Good question. This topic is one which has been reviewed in previous posts, so feel free to review those as well. Oftentimes a complete perspective needs to be gathered regarding this topic and many others as they relate to exercise and nutrition. For example, be sure you are taking creatine for the correct reasons. Creatine serves as an effective intracellular buffer that helps your body more efficiently regenerate ATP. With greater availability to ATP, research has shown your muscles to be able to contract more forcefully over an extended period of time (Buford, Kreider et al. 2007). More powerful contractions by your muscles in athletic folks often results in changes such as an increase in vertical jump, maximal strength, increase explosive power and also an improved to perform more work over the course of several repetitions and sets. Creatine is also fairly effective at stimulating increases in lean body mass. In short, creatine is a first ballot, unanimous Hall of Famer if there was a Hall of Fame for dietary supplements.

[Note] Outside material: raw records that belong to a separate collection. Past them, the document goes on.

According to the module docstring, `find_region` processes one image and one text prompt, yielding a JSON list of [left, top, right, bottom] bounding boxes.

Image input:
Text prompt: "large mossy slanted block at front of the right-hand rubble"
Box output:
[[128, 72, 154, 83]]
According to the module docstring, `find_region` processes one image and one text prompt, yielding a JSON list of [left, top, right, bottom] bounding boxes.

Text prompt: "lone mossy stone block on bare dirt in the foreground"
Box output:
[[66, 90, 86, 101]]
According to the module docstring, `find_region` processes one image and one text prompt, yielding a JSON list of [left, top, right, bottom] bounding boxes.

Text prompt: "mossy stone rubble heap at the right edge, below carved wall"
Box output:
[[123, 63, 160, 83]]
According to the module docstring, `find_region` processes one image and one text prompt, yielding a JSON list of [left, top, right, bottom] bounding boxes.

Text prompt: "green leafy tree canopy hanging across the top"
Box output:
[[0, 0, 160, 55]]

OK, you asked about loading. The best answer is that, “it depends”. The easiest distinction is whether or not you need the desired effects mentioned above quickly or not. If you are impatient and tired of being the weakling in your workout group and want to gain strength as quickly as possible, then YES you should consider loading. Another example would be if you are an athlete who participates in any number of strength and power sports and wants to or needs to perform better for an important competition within the next week or so, the again YES you should consider loading.

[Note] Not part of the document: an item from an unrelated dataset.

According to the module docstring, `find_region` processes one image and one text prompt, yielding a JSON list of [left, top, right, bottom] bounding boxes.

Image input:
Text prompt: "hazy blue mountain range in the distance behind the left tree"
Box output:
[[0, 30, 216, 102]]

On the other hand, if you are a strength and power athlete who is going to use creatine as part of a multi-week strength and conditioning program to gain muscle as well as both strength and power before your next season begins you likely don’t need to complete a loading phase. Same goes for a recreational (or competitive) bodybuilder or fitness buff who wants to improve their strength and body composition over the course of several months. In these two instances, however, a person can load if they wish as taking the creatine won’t harm them and it will help saturate the muscle tissue with creatine. But unless you need the gains quickly an argument could be made that it isn’t needed.

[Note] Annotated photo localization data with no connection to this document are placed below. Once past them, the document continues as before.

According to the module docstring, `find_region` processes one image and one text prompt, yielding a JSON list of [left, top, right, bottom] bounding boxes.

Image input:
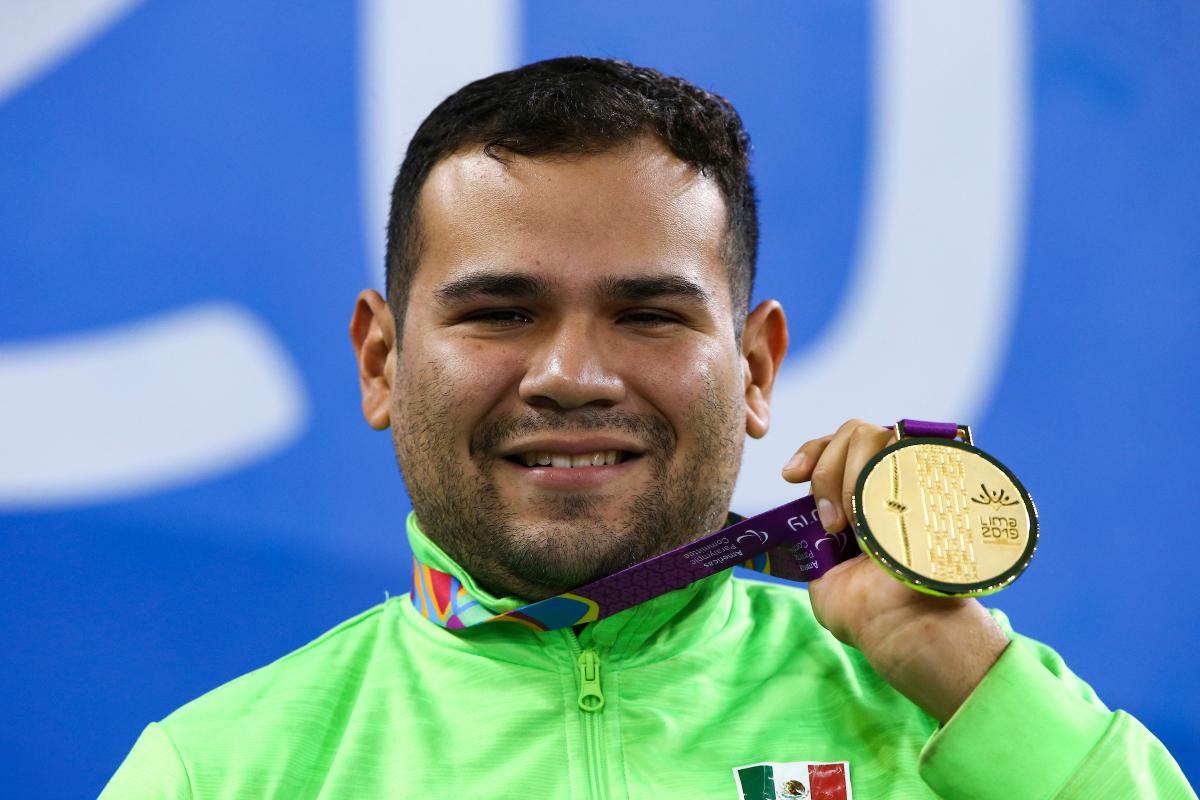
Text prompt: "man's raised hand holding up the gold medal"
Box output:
[[784, 420, 1008, 722]]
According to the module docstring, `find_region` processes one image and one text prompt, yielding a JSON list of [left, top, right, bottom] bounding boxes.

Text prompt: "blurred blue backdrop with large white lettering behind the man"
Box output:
[[0, 0, 1200, 798]]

Why is this? Well, studies have indicated that after approximately one month, a person who completed a loading phase and one who did not will have similar levels of creatine in their muscle. A typical loading phase has been to take 20 grams per day for 5 consecutive days. The logic behind this loading phase is unbelievably nonscientific and was much more about available time to complete the initial studies. With a typical dose being anywhere between three to five grams per day, it certainly stands to reason that taking a smaller dose (say 10 grams) during loading may also saturate muscles, but it may not. Also, when muscle levels of creatine become saturated the amount of creatine in one’s urine increases several folds of magnitude. Studies have indicated that after three days of loading the amount of creatine in the urine has reached peak levels (Kerksick, Wilborn et al. 2009), thus it stands to reason that only two or three days of loading may be sufficient.
In conclusion, creatine is an awesome supplement for a strength and power athlete. It’s been heavily researched for over twenty years to be effective at increasing performance for a number of different athletes and is well tolerated (Kreider 2003; Buford, Kreider et al. 2007). Loading with the supplement is an effective strategy to rapidly increase intramuscular creatine levels, but may not be necessary if there is little need to experience rapid changes in performance. Therefore, if you are taking creatine and hope to derive gains over the course of weeks and not days an argument can be made to avoid loading altogether.
Buford, T. W., R. B. Kreider, et al. (2007). “International Society of Sports Nutrition position stand: creatine supplementation and exercise.” J Int Soc Sports Nutr 4: 6.
Kerksick, C. M., C. D. Wilborn, et al. (2009). “The effects of creatine monohydrate supplementation with and without D-pinitol on resistance training adaptations.” J Strength Cond Res 23(9): 2673-2682.
Kreider, R. B. (2003). “Effects of creatine supplementation on performance and training adaptations.” Mol Cell Biochem 244(1-2): 89-94.